Meine Damen und Herren! Es ist aber auch mehr als merkwürdig, wenn gerade jene Partei, die drei Jahrzehnte hindurch in Gestalt ihrer Finanzminister das Geld mit vollen Händen zum Fenster hinausgeworfen hat, darüber jammert, dass – ihrer Behauptung nach – eine sehr wichtige Bevölkerungsgruppe bei der weiteren Entwicklung etwas zu kurz kommt, im konkreten Fall die Senioren bei der Pensionsanpassung. Das ist die Partei, die uns alle in die Lage versetzt hat, dass wir jetzt sparen müssen, wo es nur irgendwie geht, dass wir jetzt nicht so großzügig sein können, wie wir es gerne möchten, dass der Sozialminister nicht so großzügig sein kann, wie er es sicher – schon aus seiner politischen Position heraus – gerne wäre! Sie sind es, die es durch Ihre Finanzminister zu verantworten haben, dass wir so dastehen, wie wir jetzt dastehen, dass an allen Ecken und Enden gespart werden muss, dass wir nicht mehr großzügig sein können. Wo hat die übertriebene Großzügigkeit – das hier wäre gar keine übertriebene – hingeführt? – Zu einem Schuldenberg, der schlechthin unbewältigbar ist! (Beifall bei den Freiheitlichen und bei Abgeordneten der ÖVP.)

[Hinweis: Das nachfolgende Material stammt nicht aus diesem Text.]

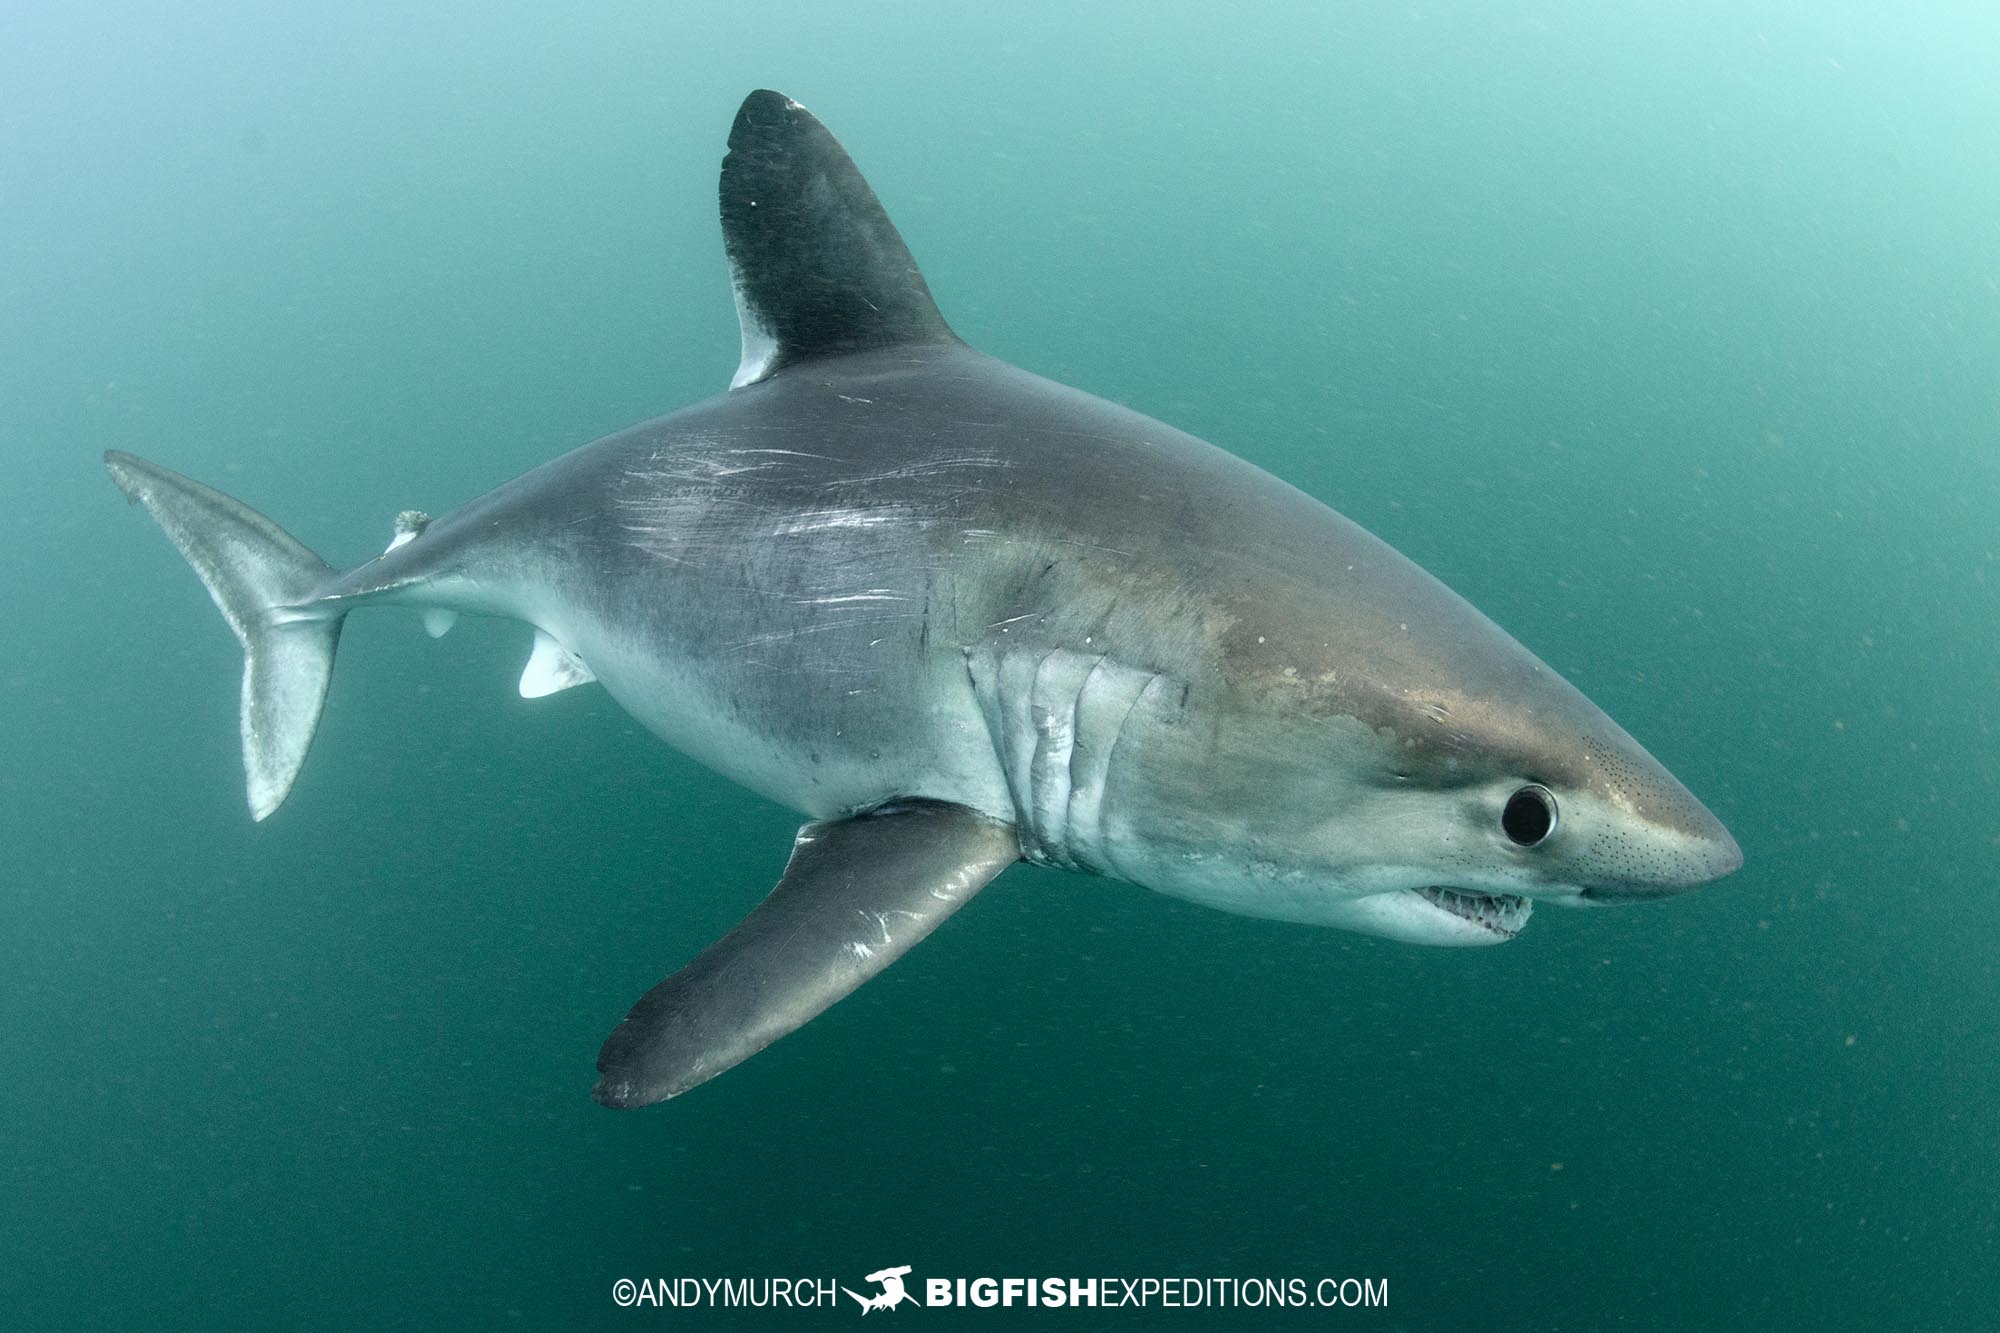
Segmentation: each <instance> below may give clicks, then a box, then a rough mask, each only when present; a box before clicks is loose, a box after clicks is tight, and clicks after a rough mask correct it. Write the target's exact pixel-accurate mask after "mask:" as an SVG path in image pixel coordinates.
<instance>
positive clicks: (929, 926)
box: [592, 801, 1020, 1107]
mask: <svg viewBox="0 0 2000 1333" xmlns="http://www.w3.org/2000/svg"><path fill="white" fill-rule="evenodd" d="M1018 859H1020V845H1018V841H1016V837H1014V827H1012V825H1004V823H1000V821H994V819H986V817H984V815H978V813H976V811H970V809H966V807H960V805H946V803H940V801H904V803H896V805H894V807H884V809H880V811H872V813H868V815H856V817H854V819H840V821H826V823H816V825H806V827H804V829H800V831H798V841H796V843H794V845H792V861H790V863H788V865H786V867H784V877H782V879H780V881H778V887H776V889H772V891H770V897H766V899H764V901H762V903H758V907H756V909H754V911H752V913H750V915H748V917H744V919H742V923H740V925H738V927H736V929H734V931H730V933H728V935H724V937H722V939H718V941H716V943H714V945H710V947H708V949H704V951H702V953H700V957H696V959H694V961H692V963H688V965H686V967H684V969H680V971H678V973H674V975H672V977H668V979H666V981H662V983H660V985H656V987H654V989H652V991H648V993H646V995H644V997H642V999H640V1001H638V1005H634V1007H632V1013H630V1015H626V1019H624V1023H620V1025H618V1027H616V1029H614V1031H612V1035H610V1037H608V1039H606V1041H604V1049H602V1051H600V1053H598V1069H600V1071H602V1075H604V1077H602V1079H598V1085H596V1089H594V1093H592V1095H594V1097H596V1099H598V1101H600V1103H604V1105H606V1107H644V1105H650V1103H654V1101H664V1099H668V1097H674V1095H678V1093H686V1091H688V1089H690V1087H696V1085H698V1083H706V1081H708V1079H714V1077H716V1075H718V1073H722V1071H724V1069H730V1067H734V1065H738V1063H742V1061H746V1059H750V1057H752V1055H756V1053H758V1051H762V1049H764V1047H768V1045H770V1043H774V1041H778V1039H780V1037H784V1035H786V1033H790V1031H792V1029H796V1027H802V1025H804V1023H808V1021H810V1019H814V1017H818V1015H820V1013H822V1011H824V1009H828V1007H830V1005H834V1003H836V1001H840V999H844V997H846V995H850V993H852V991H854V989H856V987H860V985H862V983H864V981H868V979H870V977H874V975H876V973H880V971H882V969H884V967H888V965H890V963H894V961H896V959H900V957H902V955H904V953H908V949H910V947H912V945H916V943H918V941H920V939H924V937H926V935H930V933H932V931H934V929H936V927H938V923H942V921H944V919H946V917H950V915H952V913H954V911H958V909H960V907H964V905H966V903H968V901H970V899H972V895H976V893H978V891H980V889H984V887H986V885H988V883H990V881H992V879H994V877H996V875H1000V871H1004V869H1006V867H1008V865H1012V863H1014V861H1018Z"/></svg>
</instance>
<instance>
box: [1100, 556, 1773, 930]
mask: <svg viewBox="0 0 2000 1333" xmlns="http://www.w3.org/2000/svg"><path fill="white" fill-rule="evenodd" d="M1370 540H1372V538H1370ZM1384 550H1386V548H1384ZM1360 572H1362V574H1366V578H1356V580H1352V582H1350V584H1348V586H1344V588H1342V598H1340V600H1338V612H1332V614H1334V618H1332V620H1330V622H1328V620H1320V622H1312V620H1288V622H1278V620H1272V618H1264V616H1240V618H1238V620H1236V622H1234V626H1232V628H1230V630H1228V642H1226V652H1224V660H1226V662H1228V673H1226V677H1228V679H1226V681H1224V683H1220V687H1218V689H1216V693H1214V695H1212V707H1210V709H1196V711H1192V713H1190V711H1188V709H1176V707H1174V705H1178V703H1180V701H1178V699H1172V697H1168V699H1164V701H1160V699H1158V697H1154V699H1152V701H1148V705H1156V707H1150V713H1148V717H1144V727H1142V729H1132V727H1128V731H1126V735H1128V737H1132V735H1134V731H1142V733H1144V735H1146V741H1144V743H1142V745H1146V747H1162V751H1160V755H1162V759H1166V763H1150V765H1148V769H1150V771H1152V773H1154V775H1160V773H1176V775H1178V777H1176V779H1174V791H1170V793H1160V795H1164V797H1166V801H1162V803H1160V805H1152V811H1158V813H1162V819H1160V821H1158V823H1154V821H1150V819H1148V821H1144V823H1148V825H1150V831H1148V833H1146V835H1144V837H1134V839H1126V841H1122V845H1120V849H1118V853H1120V869H1122V871H1124V873H1126V875H1128V877H1132V879H1138V881H1140V883H1146V885H1150V887H1154V889H1162V891H1166V893H1174V895H1178V897H1190V899H1196V901H1202V903H1208V905H1214V907H1222V909H1228V911H1238V913H1246V915H1256V917H1276V919H1286V921H1306V923H1320V925H1334V927H1344V929H1354V931H1364V933H1372V935H1388V937H1394V939H1404V941H1414V943H1430V945H1490V943H1502V941H1508V939H1512V937H1514V935H1516V933H1518V931H1520V929H1522V927H1524V925H1526V921H1528V915H1530V911H1532V905H1534V903H1536V901H1552V903H1562V905H1602V903H1638V901H1648V899H1662V897H1668V895H1674V893H1682V891H1688V889H1694V887H1700V885H1706V883H1710V881H1714V879H1720V877H1724V875H1728V873H1732V871H1736V869H1738V867H1740V865H1742V851H1740V849H1738V845H1736V839H1732V837H1730V833H1728V829H1724V827H1722V823H1720V821H1718V819H1716V817H1714V815H1712V813H1710V811H1708V809H1706V807H1704V805H1702V803H1700V801H1698V799H1696V797H1694V795H1692V793H1690V791H1688V789H1686V787H1682V785H1680V781H1676V779H1674V775H1670V773H1668V771H1666V769H1664V767H1662V765H1660V763H1658V761H1656V759H1654V757H1652V755H1648V753H1646V749H1644V747H1642V745H1640V743H1638V741H1634V739H1632V737H1630V735H1626V731H1624V729H1620V727H1618V725H1616V723H1614V721H1612V719H1610V717H1606V715H1604V713H1602V711H1600V709H1598V707H1596V705H1594V703H1590V701H1588V699H1586V697H1584V695H1582V693H1580V691H1576V689H1574V687H1572V685H1570V683H1568V681H1564V679H1562V677H1558V675H1556V673H1554V671H1552V669H1548V667H1546V664H1544V662H1540V660H1538V658H1536V656H1534V654H1532V652H1528V650H1526V648H1524V646H1520V644H1518V642H1516V640H1514V638H1512V636H1508V634H1506V632H1504V630H1500V628H1498V626H1496V624H1492V622H1490V620H1488V618H1486V616H1482V614H1480V612H1478V610H1474V608H1472V606H1470V604H1466V602H1464V600H1462V598H1458V596H1456V594H1452V592H1450V590H1446V588H1444V586H1442V584H1440V582H1436V580H1434V578H1430V576H1428V574H1424V572H1422V570H1418V568H1416V566H1414V564H1410V562H1406V560H1402V558H1400V556H1394V554H1392V552H1388V558H1386V560H1382V562H1380V564H1376V566H1374V568H1372V570H1360ZM1356 584H1360V586H1356ZM1142 711H1144V707H1142ZM1168 757H1170V759H1168ZM1130 795H1132V797H1134V801H1132V803H1130V805H1128V807H1126V809H1132V811H1140V809H1144V807H1146V805H1150V803H1146V801H1142V799H1138V797H1140V793H1136V791H1132V793H1130ZM1166 811H1182V813H1188V811H1196V815H1194V817H1188V815H1180V817H1172V815H1166Z"/></svg>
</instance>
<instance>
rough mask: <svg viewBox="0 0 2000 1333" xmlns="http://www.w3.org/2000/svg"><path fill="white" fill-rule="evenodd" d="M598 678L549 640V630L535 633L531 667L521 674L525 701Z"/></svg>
mask: <svg viewBox="0 0 2000 1333" xmlns="http://www.w3.org/2000/svg"><path fill="white" fill-rule="evenodd" d="M446 628H450V626H446ZM596 679H598V677H596V673H592V671H590V669H588V667H584V664H582V662H580V660H578V658H576V656H574V654H572V652H570V650H568V648H564V646H562V644H560V642H556V640H554V638H550V636H548V632H546V630H534V650H532V652H530V654H528V667H526V669H522V673H520V697H522V699H542V697H544V695H554V693H556V691H566V689H570V687H572V685H590V683H592V681H596Z"/></svg>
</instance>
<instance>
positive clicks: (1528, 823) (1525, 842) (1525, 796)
mask: <svg viewBox="0 0 2000 1333" xmlns="http://www.w3.org/2000/svg"><path fill="white" fill-rule="evenodd" d="M1500 827H1502V829H1506V835H1508V837H1510V839H1514V843H1518V845H1520V847H1534V845H1538V843H1542V841H1544V839H1548V835H1550V833H1554V831H1556V795H1554V793H1552V791H1548V789H1546V787H1538V785H1530V787H1522V789H1520V791H1518V793H1514V795H1512V797H1508V799H1506V809H1504V811H1500Z"/></svg>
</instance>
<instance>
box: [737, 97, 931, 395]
mask: <svg viewBox="0 0 2000 1333" xmlns="http://www.w3.org/2000/svg"><path fill="white" fill-rule="evenodd" d="M722 244H724V248H726V250H728V256H730V268H732V270H734V280H736V318H738V320H742V334H744V358H742V364H740V366H738V368H736V378H734V380H730V388H742V386H744V384H756V382H758V380H762V378H768V376H772V374H776V372H778V370H782V368H786V366H790V364H794V362H800V360H810V358H814V356H838V354H842V352H860V350H868V348H882V346H900V344H912V342H956V336H954V334H952V328H950V324H946V322H944V316H942V314H938V306H936V302H932V298H930V288H928V286H926V284H924V274H922V272H918V268H916V260H914V258H910V248H908V246H904V244H902V236H898V234H896V224H894V222H890V220H888V214H886V212H882V202H880V200H876V196H874V190H870V188H868V182H866V180H862V174H860V170H856V166H854V160H852V158H848V154H846V150H844V148H842V146H840V144H838V142H836V140H834V136H832V134H828V132H826V126H824V124H820V122H818V120H816V118H814V116H812V112H808V110H806V108H804V106H800V104H798V102H794V100H792V98H788V96H784V94H778V92H752V94H750V96H748V98H744V104H742V110H738V112H736V124H734V126H732V128H730V152H728V156H726V158H722Z"/></svg>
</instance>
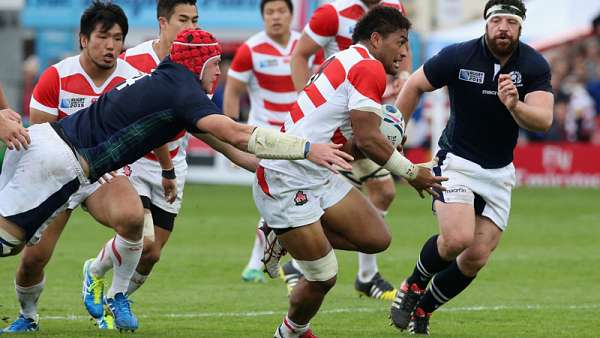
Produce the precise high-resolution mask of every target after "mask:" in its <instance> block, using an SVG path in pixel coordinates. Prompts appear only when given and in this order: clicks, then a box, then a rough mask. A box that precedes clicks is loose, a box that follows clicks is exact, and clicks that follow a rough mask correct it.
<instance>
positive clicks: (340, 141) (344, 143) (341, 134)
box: [331, 128, 348, 144]
mask: <svg viewBox="0 0 600 338" xmlns="http://www.w3.org/2000/svg"><path fill="white" fill-rule="evenodd" d="M331 142H333V143H335V144H346V142H348V140H347V139H346V137H345V136H344V134H342V131H341V130H340V128H338V129H336V130H335V132H334V133H333V137H332V138H331Z"/></svg>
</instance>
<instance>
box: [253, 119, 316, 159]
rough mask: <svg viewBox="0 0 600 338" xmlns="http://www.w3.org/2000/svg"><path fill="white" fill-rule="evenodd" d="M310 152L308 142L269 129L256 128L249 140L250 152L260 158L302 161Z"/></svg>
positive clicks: (298, 138) (282, 133) (308, 144)
mask: <svg viewBox="0 0 600 338" xmlns="http://www.w3.org/2000/svg"><path fill="white" fill-rule="evenodd" d="M309 151H310V142H308V141H307V140H305V139H303V138H301V137H298V136H294V135H290V134H283V133H280V132H278V131H276V130H272V129H267V128H260V127H256V128H255V129H254V131H253V132H252V135H250V140H248V152H250V153H252V154H255V155H256V157H258V158H265V159H279V160H301V159H304V158H306V156H307V155H308V152H309Z"/></svg>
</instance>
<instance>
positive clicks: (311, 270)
mask: <svg viewBox="0 0 600 338" xmlns="http://www.w3.org/2000/svg"><path fill="white" fill-rule="evenodd" d="M296 262H297V263H298V265H299V266H300V269H302V272H303V273H304V278H306V280H308V281H311V282H324V281H327V280H330V279H331V278H333V277H335V276H336V275H337V271H338V264H337V258H335V253H334V252H333V249H331V251H329V253H328V254H327V255H325V256H324V257H321V258H319V259H317V260H315V261H301V260H299V259H296Z"/></svg>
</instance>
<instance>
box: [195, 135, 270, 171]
mask: <svg viewBox="0 0 600 338" xmlns="http://www.w3.org/2000/svg"><path fill="white" fill-rule="evenodd" d="M194 136H195V137H197V138H199V139H200V140H202V141H204V142H205V143H206V144H208V145H209V146H210V147H211V148H213V149H214V150H216V151H218V152H220V153H221V154H223V155H225V157H227V158H228V159H229V160H230V161H231V162H233V163H235V164H236V165H238V166H240V167H242V168H244V169H246V170H248V171H250V172H255V171H256V168H257V167H258V162H259V161H260V160H259V158H258V157H256V155H254V154H250V153H247V152H243V151H241V150H239V149H237V148H235V147H234V146H232V145H230V144H229V143H225V142H223V141H221V140H219V139H217V138H216V137H214V136H212V135H211V134H194Z"/></svg>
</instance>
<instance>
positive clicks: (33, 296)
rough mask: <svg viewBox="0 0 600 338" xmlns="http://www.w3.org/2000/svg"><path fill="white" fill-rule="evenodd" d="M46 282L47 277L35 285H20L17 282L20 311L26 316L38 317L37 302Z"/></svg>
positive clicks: (16, 289) (18, 299)
mask: <svg viewBox="0 0 600 338" xmlns="http://www.w3.org/2000/svg"><path fill="white" fill-rule="evenodd" d="M44 284H46V277H44V279H42V281H41V282H40V283H39V284H36V285H33V286H20V285H17V282H15V291H16V292H17V300H18V301H19V304H20V306H21V310H20V312H21V314H22V315H23V316H24V317H26V318H31V319H36V316H37V302H38V300H39V299H40V295H41V294H42V291H44Z"/></svg>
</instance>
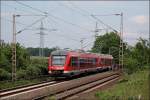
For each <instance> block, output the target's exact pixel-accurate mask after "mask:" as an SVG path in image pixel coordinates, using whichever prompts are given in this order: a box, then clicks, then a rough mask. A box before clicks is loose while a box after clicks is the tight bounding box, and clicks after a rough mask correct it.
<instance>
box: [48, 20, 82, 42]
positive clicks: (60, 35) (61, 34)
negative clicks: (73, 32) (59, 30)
mask: <svg viewBox="0 0 150 100" xmlns="http://www.w3.org/2000/svg"><path fill="white" fill-rule="evenodd" d="M47 21H48V22H49V23H50V21H49V19H47ZM59 30H60V29H59ZM61 31H62V30H61ZM55 34H57V35H60V36H62V37H65V38H67V37H66V36H64V35H62V34H59V33H57V32H55ZM67 39H70V40H73V41H76V42H79V40H77V39H74V38H72V37H68V38H67Z"/></svg>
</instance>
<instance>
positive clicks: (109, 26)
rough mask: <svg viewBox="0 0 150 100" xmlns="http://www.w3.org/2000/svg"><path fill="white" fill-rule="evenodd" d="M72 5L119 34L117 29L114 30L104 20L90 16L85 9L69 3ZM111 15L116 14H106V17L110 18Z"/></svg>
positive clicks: (94, 16) (98, 21)
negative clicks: (109, 16) (95, 19)
mask: <svg viewBox="0 0 150 100" xmlns="http://www.w3.org/2000/svg"><path fill="white" fill-rule="evenodd" d="M69 3H70V4H71V5H73V6H74V7H76V8H77V9H80V10H81V11H83V12H85V13H87V14H88V15H89V16H91V17H92V18H94V19H96V20H97V21H98V22H100V23H101V24H103V25H105V26H106V27H108V28H110V29H112V30H113V31H115V32H117V31H116V29H114V28H112V27H111V26H110V25H108V24H106V23H104V22H103V21H102V20H100V19H98V18H97V17H95V16H94V15H93V14H90V13H89V12H88V11H87V10H85V9H81V8H79V7H77V6H76V5H74V4H73V3H72V2H69ZM110 15H114V14H106V15H104V16H110Z"/></svg>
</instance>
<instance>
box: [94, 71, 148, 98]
mask: <svg viewBox="0 0 150 100" xmlns="http://www.w3.org/2000/svg"><path fill="white" fill-rule="evenodd" d="M148 73H149V72H148V70H143V71H137V72H136V73H133V74H131V75H125V76H123V78H122V79H121V80H119V82H118V84H116V85H114V86H113V87H111V88H109V89H107V90H104V91H99V92H97V93H96V94H95V96H96V98H98V99H100V100H149V78H148ZM139 98H141V99H139Z"/></svg>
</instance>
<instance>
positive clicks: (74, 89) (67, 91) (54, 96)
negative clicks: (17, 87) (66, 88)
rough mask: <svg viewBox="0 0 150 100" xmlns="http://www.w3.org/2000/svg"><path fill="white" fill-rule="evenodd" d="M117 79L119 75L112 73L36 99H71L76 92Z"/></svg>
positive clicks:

Und wenn sich die neue Regierung, bestehend aus den Freiheitlichen und aus der Volkspartei, anschickt, diesen Schuldenberg abzubauen, rasch abzubauen – denn nur wer rasch handelt, der gewinnt im Wettlauf mit der Zeit –, dann kommen Sie und sagen: Da müsst ihr noch etwas zahlen, und dort sollt ihr noch etwas zahlen, und spart doch nicht so, und hört doch damit auf. – Das ist ein Bärendienst, den Sie der österreichischen Wirtschaft, mit der Wirtschaft allen Arbeitgebern, allen Arbeitnehmern und mit ihnen allen Pensionisten, der gesamten österreichischen Bevölkerung und der Republik Österreich erweisen.